Easter represents for this predominantly Catholic nation a rebirth and renewal. The Passion and resurrection of Christ saves Christians from the death of sin.

The paradox of the empty tomb vivifies the eternal life promised by obedience of and fidelity to Christ’s teachings.

In his letter to the Corinthians, Paul the Apostle writes: “Three things will last forever: faith, hope, and love — and the greatest of these is love.” (1 Corinthians 13:13)

This line from the first of the Pauline epistles retains its timeless relevance for and challenge to a nation that must not turn its face away to ignore and avoid the unredressed search for social justice, particularly for the victims of extrajudicial killings (EJKs) and their families.

Bible scholars note that when St. Paul wrote the first letter to the church of Corinth, he had just established a Christian community in the year 51. According to the United States Conference of Catholic Bishops, Corinth then was a seaport city rising as a commercial hub, a “melting pot full of devotees of various pagan cults.”

As the father of the small and young Christian community, Paul the Apostle addressed the paradox of faith facing “men and women who had accepted the good news of Christ and were now trying to realize in their lives the implications of their baptism,” notes the article on bible.usccb.org.
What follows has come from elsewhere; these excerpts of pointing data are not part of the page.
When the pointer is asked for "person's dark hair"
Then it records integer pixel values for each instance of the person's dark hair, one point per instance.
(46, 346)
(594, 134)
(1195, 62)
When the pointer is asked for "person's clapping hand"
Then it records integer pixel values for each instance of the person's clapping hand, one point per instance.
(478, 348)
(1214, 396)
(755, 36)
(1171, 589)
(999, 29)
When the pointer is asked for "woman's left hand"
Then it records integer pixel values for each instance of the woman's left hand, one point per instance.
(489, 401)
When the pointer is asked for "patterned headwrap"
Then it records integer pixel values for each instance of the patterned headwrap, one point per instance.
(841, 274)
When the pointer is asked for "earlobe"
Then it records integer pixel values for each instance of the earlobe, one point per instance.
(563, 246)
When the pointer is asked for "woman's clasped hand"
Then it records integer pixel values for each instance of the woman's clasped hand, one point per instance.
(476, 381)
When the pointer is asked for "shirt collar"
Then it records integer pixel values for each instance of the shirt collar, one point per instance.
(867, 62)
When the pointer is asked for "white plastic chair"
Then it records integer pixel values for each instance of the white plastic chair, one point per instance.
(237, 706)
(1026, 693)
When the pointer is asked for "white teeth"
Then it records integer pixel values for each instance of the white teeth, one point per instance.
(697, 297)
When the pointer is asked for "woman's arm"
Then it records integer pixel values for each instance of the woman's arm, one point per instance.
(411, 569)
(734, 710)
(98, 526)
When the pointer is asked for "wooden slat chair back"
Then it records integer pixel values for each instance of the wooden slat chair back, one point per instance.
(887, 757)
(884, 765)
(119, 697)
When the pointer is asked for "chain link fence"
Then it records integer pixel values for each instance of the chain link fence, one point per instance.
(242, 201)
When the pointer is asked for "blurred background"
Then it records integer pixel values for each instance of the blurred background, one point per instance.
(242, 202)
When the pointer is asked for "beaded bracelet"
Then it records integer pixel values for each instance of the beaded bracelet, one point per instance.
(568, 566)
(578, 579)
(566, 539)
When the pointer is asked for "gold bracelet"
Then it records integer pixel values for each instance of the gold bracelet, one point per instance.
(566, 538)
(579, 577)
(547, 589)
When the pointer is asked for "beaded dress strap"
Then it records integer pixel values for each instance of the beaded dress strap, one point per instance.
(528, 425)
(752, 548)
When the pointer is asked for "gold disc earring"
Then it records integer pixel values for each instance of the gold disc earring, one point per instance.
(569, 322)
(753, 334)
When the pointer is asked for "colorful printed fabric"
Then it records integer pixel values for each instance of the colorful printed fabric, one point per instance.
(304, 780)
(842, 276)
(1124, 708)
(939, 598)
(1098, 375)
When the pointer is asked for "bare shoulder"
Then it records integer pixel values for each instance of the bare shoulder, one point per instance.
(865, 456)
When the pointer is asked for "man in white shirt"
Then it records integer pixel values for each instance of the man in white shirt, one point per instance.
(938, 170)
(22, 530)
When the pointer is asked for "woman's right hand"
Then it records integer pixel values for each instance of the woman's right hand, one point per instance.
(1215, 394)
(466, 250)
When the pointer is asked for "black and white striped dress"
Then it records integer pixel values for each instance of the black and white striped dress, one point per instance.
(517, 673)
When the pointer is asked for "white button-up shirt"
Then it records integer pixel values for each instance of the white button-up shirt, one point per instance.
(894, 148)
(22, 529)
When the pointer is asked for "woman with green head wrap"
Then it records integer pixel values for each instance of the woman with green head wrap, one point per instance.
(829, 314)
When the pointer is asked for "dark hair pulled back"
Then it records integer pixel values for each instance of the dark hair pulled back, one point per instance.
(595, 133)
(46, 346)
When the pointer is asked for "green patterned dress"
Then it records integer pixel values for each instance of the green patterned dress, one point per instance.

Much as the early Christians struggled with their new faith in Christ’s teachings and the residual but still dominant beliefs of apostasy, contemporary Christian Filipinos find themselves in a similar arena.

How can the culture of death and impunity thrive in the hearts and minds of people who consider themselves followers of Christ?

How can we utter belief in “faith, hope and love” and in the same breath, reject the human rights of others whom we deem as different, alien and threatening?

Last April 1, 2023, the Manila Bulletin reported that the Philippines’ record of “three convictions out of the 6,000 alleged cases of... EJKs...” called for “more accountability to bring justice to the victims of the drug wars.”

This was the stance taken by European Union (EU) Special Representative Eamon Gilmore, who was in the country to assess the country’s performance in the EU’s Generalised Scheme of Preferences Plus (GSP+), which grants privileges, such as zero tariff on exports to the EU.

The Philippines’ GSP+ status expires by December 2023.

While the country has significant gains in 27 GSP conventions, particularly in environment, governance and social development, Gilmore assessed that the country’s institutions and leaders must address more decisively issues related to human rights.

Gilmore also called for the release of detained former senator Leila de Lima.

The Duterte administration’s war on drugs was viewed as “excellent” by 82 percent of Filipinos who welcomed the “arrest of drug suspects” and the “lessening of crime,” based on the June 2019 Social Weather Stations (SWS) survey.

Yet, the Rappler reported that the SWS surveys conducted in December 2019 released findings that 76 percent of Filipinos saw “many violations” of human rights in the government’s campaign against illegal drugs.

Respondents cited violations, such the authorities’ planting of evidence during raids; the killing of suspects falsely accused of resisting arrest and fighting the police (“nanlaban”); and the selling by “ninja cops” of drugs seized during police operations.

Like sin, hypocrisy continues to dog our Christian community as we justify a false sense of peace and order earned at the cost of the lives of those who deserved due processes of law.

To redeem ourselves as a nation centered on Christ, we must push for justice to overcome the culture of killings and impunity darkening our consciousness and memories.